I also like the fact I change whatever like cabinets, paint, or what I want in my home without asking first..... I honestly was happy being just a renter, but not after three foreclosures and evictions.
I'm in my 50s now and very happy as a renter! Renting has let me move with 30 days notice to take the promotions, and keep working through several recessions now. I see the "home owners" at work struggling to make ends meet and have little to no savings. They are stuck on the "locals" wage scale.
I have a better income by moving around and bringing my higher wage history from expensive cities to their lower wage/cost-of-living environment. I'm sure each of you can name someone in your workplace who did the same thing! Home owners are the first to sign up for weekend overtime, how healthy can it really be spending so much time in a physically demanding or hazardous environment?
My retirement savings is far beyond what the home owners have managed, just the savings on taxes, insurance, and maintenance alone would fund a retirement! Throw in all the tools, lawn farming equipment, project cars/motorcycles, etc. etc. and the difference over the years is substantial.
Now let me open the door on what can only be described as the largest scale fraud in American history, the housing mortgage industry!! Really, does "investing" in a financial system so wracked by fraud, abuse, insider deals, etc. etc. sound like sane, investment advise?? The only big players jailed were fund managers, the big bankers were bailed-out! Given the investment choice, I would choose the industry who MIGHT go to jail for defrauding me vs. the bankers who get REWARDED for defrauding me!
Renters came out a head the last 3 years as the housing market crashed and many properties lost 100.000 or double or more in value, lots owe more than than thier property is worth today, 1000s maybe millions lost there home, in one large city near us 1000's foreclosures and short sales, on a foreclosure you credit is ruin, on a short you still owe the $100k your property lost in value at your sale. many people were wiped out buying to the point they may never recover and they were made homeless. its still not ove ryet.
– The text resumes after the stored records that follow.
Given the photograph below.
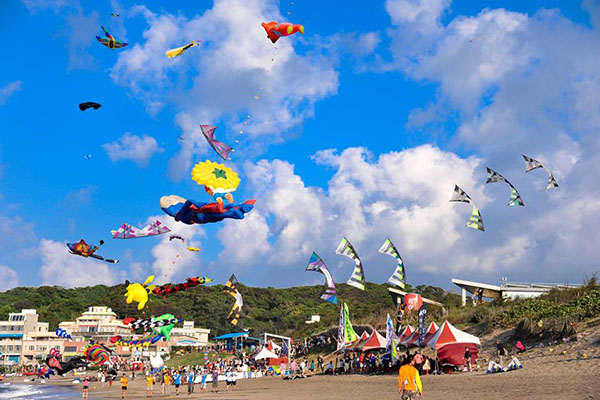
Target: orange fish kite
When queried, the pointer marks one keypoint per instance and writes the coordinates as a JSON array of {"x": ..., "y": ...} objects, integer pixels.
[{"x": 276, "y": 30}]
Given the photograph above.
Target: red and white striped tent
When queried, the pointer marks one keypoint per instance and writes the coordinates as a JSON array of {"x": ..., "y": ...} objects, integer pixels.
[
  {"x": 450, "y": 344},
  {"x": 413, "y": 339},
  {"x": 375, "y": 341}
]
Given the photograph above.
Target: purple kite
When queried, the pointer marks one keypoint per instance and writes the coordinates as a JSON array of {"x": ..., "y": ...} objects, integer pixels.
[{"x": 221, "y": 148}]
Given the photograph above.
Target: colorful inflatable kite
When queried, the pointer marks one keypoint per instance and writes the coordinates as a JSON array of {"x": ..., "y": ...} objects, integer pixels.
[
  {"x": 276, "y": 30},
  {"x": 531, "y": 164},
  {"x": 232, "y": 288},
  {"x": 96, "y": 353},
  {"x": 192, "y": 212},
  {"x": 515, "y": 197},
  {"x": 63, "y": 334},
  {"x": 318, "y": 265},
  {"x": 89, "y": 104},
  {"x": 398, "y": 278},
  {"x": 127, "y": 231},
  {"x": 475, "y": 222},
  {"x": 221, "y": 148},
  {"x": 215, "y": 175},
  {"x": 180, "y": 50},
  {"x": 85, "y": 250},
  {"x": 190, "y": 283},
  {"x": 357, "y": 279},
  {"x": 110, "y": 42},
  {"x": 138, "y": 292}
]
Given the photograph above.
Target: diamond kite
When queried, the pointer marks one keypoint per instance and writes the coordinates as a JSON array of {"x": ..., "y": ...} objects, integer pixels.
[
  {"x": 316, "y": 264},
  {"x": 180, "y": 50},
  {"x": 357, "y": 279},
  {"x": 232, "y": 288},
  {"x": 85, "y": 250},
  {"x": 531, "y": 164},
  {"x": 127, "y": 231},
  {"x": 111, "y": 43},
  {"x": 515, "y": 197},
  {"x": 276, "y": 30},
  {"x": 398, "y": 278},
  {"x": 221, "y": 148},
  {"x": 475, "y": 222}
]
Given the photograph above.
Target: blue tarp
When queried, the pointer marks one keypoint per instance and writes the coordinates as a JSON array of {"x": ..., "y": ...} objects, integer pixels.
[{"x": 231, "y": 335}]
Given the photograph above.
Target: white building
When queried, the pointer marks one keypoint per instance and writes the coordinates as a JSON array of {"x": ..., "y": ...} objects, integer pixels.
[{"x": 507, "y": 290}]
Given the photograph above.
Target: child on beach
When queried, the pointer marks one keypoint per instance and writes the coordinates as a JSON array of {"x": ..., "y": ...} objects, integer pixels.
[
  {"x": 86, "y": 385},
  {"x": 124, "y": 382}
]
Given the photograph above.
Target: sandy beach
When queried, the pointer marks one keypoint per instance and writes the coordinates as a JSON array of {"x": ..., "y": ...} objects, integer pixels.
[{"x": 546, "y": 375}]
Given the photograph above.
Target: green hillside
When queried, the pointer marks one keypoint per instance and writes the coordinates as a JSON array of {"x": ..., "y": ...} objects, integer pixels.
[{"x": 269, "y": 309}]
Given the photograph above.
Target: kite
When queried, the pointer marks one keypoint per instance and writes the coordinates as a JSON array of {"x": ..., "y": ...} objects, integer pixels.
[
  {"x": 89, "y": 104},
  {"x": 316, "y": 264},
  {"x": 357, "y": 279},
  {"x": 398, "y": 278},
  {"x": 177, "y": 237},
  {"x": 85, "y": 250},
  {"x": 232, "y": 288},
  {"x": 96, "y": 353},
  {"x": 135, "y": 323},
  {"x": 138, "y": 292},
  {"x": 127, "y": 231},
  {"x": 111, "y": 43},
  {"x": 276, "y": 30},
  {"x": 475, "y": 222},
  {"x": 63, "y": 334},
  {"x": 515, "y": 197},
  {"x": 221, "y": 148},
  {"x": 180, "y": 50},
  {"x": 192, "y": 212},
  {"x": 62, "y": 368},
  {"x": 215, "y": 175},
  {"x": 531, "y": 164},
  {"x": 189, "y": 283}
]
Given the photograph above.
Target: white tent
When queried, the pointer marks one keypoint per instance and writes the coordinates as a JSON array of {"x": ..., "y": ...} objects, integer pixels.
[{"x": 264, "y": 353}]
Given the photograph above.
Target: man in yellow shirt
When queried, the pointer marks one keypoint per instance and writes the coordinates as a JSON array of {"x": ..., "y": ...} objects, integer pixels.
[
  {"x": 124, "y": 383},
  {"x": 149, "y": 383},
  {"x": 409, "y": 382}
]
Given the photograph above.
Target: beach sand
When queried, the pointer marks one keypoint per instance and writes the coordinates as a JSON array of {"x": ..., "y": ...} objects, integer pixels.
[{"x": 547, "y": 374}]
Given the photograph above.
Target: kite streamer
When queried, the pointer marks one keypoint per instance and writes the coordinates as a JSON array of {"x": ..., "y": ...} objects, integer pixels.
[
  {"x": 316, "y": 264},
  {"x": 357, "y": 279},
  {"x": 398, "y": 278},
  {"x": 475, "y": 222},
  {"x": 515, "y": 197}
]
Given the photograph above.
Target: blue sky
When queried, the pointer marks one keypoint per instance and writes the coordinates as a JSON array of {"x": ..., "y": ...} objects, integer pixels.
[{"x": 361, "y": 128}]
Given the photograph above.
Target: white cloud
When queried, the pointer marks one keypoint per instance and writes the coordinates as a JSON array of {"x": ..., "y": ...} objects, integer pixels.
[
  {"x": 138, "y": 149},
  {"x": 8, "y": 90},
  {"x": 61, "y": 268},
  {"x": 236, "y": 72},
  {"x": 10, "y": 278}
]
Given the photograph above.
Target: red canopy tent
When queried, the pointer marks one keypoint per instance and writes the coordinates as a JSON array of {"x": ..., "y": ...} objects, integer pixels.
[
  {"x": 375, "y": 341},
  {"x": 450, "y": 344}
]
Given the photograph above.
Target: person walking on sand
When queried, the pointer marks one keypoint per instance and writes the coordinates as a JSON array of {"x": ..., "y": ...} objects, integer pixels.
[
  {"x": 409, "y": 382},
  {"x": 149, "y": 385},
  {"x": 86, "y": 386},
  {"x": 124, "y": 383}
]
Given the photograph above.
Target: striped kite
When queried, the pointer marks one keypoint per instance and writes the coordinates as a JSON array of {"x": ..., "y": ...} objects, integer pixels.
[
  {"x": 531, "y": 164},
  {"x": 515, "y": 197},
  {"x": 357, "y": 279},
  {"x": 316, "y": 264},
  {"x": 398, "y": 278},
  {"x": 475, "y": 222}
]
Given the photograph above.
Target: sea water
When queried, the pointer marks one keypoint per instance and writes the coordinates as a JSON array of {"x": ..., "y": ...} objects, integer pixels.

I looked at 3 new foreclosures in our area on line this week. So be very careful buying this time around, the realtor want to drive you into panic buying again, they love by making you think you are losing out, they did not care about the many that lost everything on them flooding the market with bad credit loans buyers, they just wanted to get paid, they are just there for pay checks, you take the risk.
One caveat on Renting; I owed some back taxes, and that homeowners tax credit is absorbing them. Seven thousand a year ain't no chicken feed! There are tax shelters and benefits to home ownership, beyond the accumulation of equity. At least until the Obama Administration takes the tax credit away...
Not being a follower of the Lyfe Skrypt, I never thought about whether I wanted to own a home ni my twenties. I got married for the first time at age 31, my husband was 43. He'd moved around as had I.
Beginning 2009 we had been married 4 years and started the loan process. We had to deal with an extremely condescending loan officer who lectured us that as adults we should have saved more money than we had (according to whom?). But regardless, we qualified for a loan and we were going to buy a house in a short sale. The week we were to finalize the purchase my husband was laid off and made us unqualified for a home loan.
After what I've witnessed since then, we no longer have a desire to give a bank craptonnes of money so we can "own" a home. Renting is fine by us. We are going to come into some cash, and eventually we'll buy some land and put a trailer on the land if needs be. We don't have children so there is nothing to "pass down".
Renting does not make us less happy than "owning".